A este Jesus diz: “Vá para onde as águas são mais fundas” (Lc 5.4). Jesus insiste para que volte ao lago e ouse mais. Desafia-o a fazer nova tentativa, só que não da mesma forma, agora, em águas mais fundas. Que pescador que não sabe disso? Contudo, que pescador cansado e que já passou toda uma noite tentando ainda tem coragem e fôlego?

A resposta do pescador esforçado e derrotado é: “porque és tu quem está dizendo isto, vou lançar as redes” (Lc 5.5). É alguém que apesar de todo esforço em vão ainda se permite nova tentativa. É alguém ainda capaz de ouvir, capaz de respeitar a voz de alguém especial, capaz de acreditar na autoridade daquele que fascinava multidões por falar a palavra de Deus.

Relata-se, então, a surpresa do conhecedor daquelas águas. Um experiente pescador que ousa ir às aguas mais profundas para em seguida ver suas redes rompendo de tantos peixes. Um homem que rapidamente sai da derrota para a inesperada vitória abundante. E isso não seria suficiente? Haveria espaço para algo mais? As águas profundas não tinham sido alcançadas, a obediência se dado e o resultado positivo obtido? Já poderia se encerrar a história, o final feliz estava pronto.

O pescador estava assustado com tamanho imprevisto. Era bom, mas era muito. Sentiu-se constrangido. Pediu para que Jesus se afastasse. E a resposta de Jesus é: “Não tenha medo; de agora em diante você será pescador de homens” (Lc 5.10). Assim, Jesus chama a uma vida que é paradoxalmente parecida e diferente. A semelhança é que ele continuará a ser pescador, mas, não um pescador comum, agora, pescador de gente.

Jesus convida-nos a ser. Penso que essa é a melhor vitória – a de que podemos viver para aquilo que fomos chamados a ser. Não se trata uma vitória que necessariamente ganhará manchetes, que atrairá os holofotes da vida, mas de um viver onde a realização se dá em águas mais profundas.

Para aquele pescador uma revolução acabara de acontecer. Mais do que aquele resultado exterior, há um resultado interior – um chamado a ser diferente. Em sua singularidade ele poderia agora descobrir o que seria ser pescador de gente.

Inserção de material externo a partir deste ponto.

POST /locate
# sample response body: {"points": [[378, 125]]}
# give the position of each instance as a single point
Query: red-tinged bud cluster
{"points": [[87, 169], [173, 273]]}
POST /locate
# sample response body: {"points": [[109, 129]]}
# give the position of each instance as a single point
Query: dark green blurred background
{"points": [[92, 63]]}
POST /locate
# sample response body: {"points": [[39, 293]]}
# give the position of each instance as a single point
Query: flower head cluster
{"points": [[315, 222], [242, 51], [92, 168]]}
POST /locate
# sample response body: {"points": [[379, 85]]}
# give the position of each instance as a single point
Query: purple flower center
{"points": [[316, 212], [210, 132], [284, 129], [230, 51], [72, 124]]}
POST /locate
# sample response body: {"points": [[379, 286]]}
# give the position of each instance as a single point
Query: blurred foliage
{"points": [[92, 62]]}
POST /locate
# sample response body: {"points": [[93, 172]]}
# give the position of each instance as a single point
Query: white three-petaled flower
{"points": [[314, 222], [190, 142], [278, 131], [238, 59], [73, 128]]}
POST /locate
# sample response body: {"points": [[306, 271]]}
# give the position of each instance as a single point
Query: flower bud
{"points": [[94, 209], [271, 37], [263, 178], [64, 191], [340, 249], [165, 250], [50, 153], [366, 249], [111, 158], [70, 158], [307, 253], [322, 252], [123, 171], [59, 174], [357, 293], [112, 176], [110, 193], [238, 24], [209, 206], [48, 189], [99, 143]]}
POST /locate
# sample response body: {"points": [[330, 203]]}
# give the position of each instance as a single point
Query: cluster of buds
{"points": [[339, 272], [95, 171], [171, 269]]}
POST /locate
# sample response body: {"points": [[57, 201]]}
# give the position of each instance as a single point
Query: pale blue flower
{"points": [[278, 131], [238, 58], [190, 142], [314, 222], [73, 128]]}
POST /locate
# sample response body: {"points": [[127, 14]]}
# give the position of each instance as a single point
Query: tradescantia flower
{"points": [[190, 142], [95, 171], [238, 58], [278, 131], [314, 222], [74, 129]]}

E ao reler sua história na Bíblia vemos o quão significativo foi aquele pescador ter ouvido aquele chamado.

Mais do que se preocupar com o êxito com aquilo que se faz, embora isso possa ter certa legitimidade, não necessariamente prioridade, trata-se de atentar para quem se é. Não ceder a pressão da correnteza que nos sugere forçar algumas proezas, falsas ou ilusórias vitórias. Correr atrás do vento pode ser divertido por um tempo, mas, tem o seu limite. Não preenche, não colabora para a identidade. Ouvir a Jesus é ser desafiado a algo novo. E dentre algumas implicações, talvez, seja preciso abandonar redes que já são familiares, abandonar velho hábitos, se aventurar e confiar naquele que chama-nos a uma nova vida. Quem vai ouvi-lo hoje?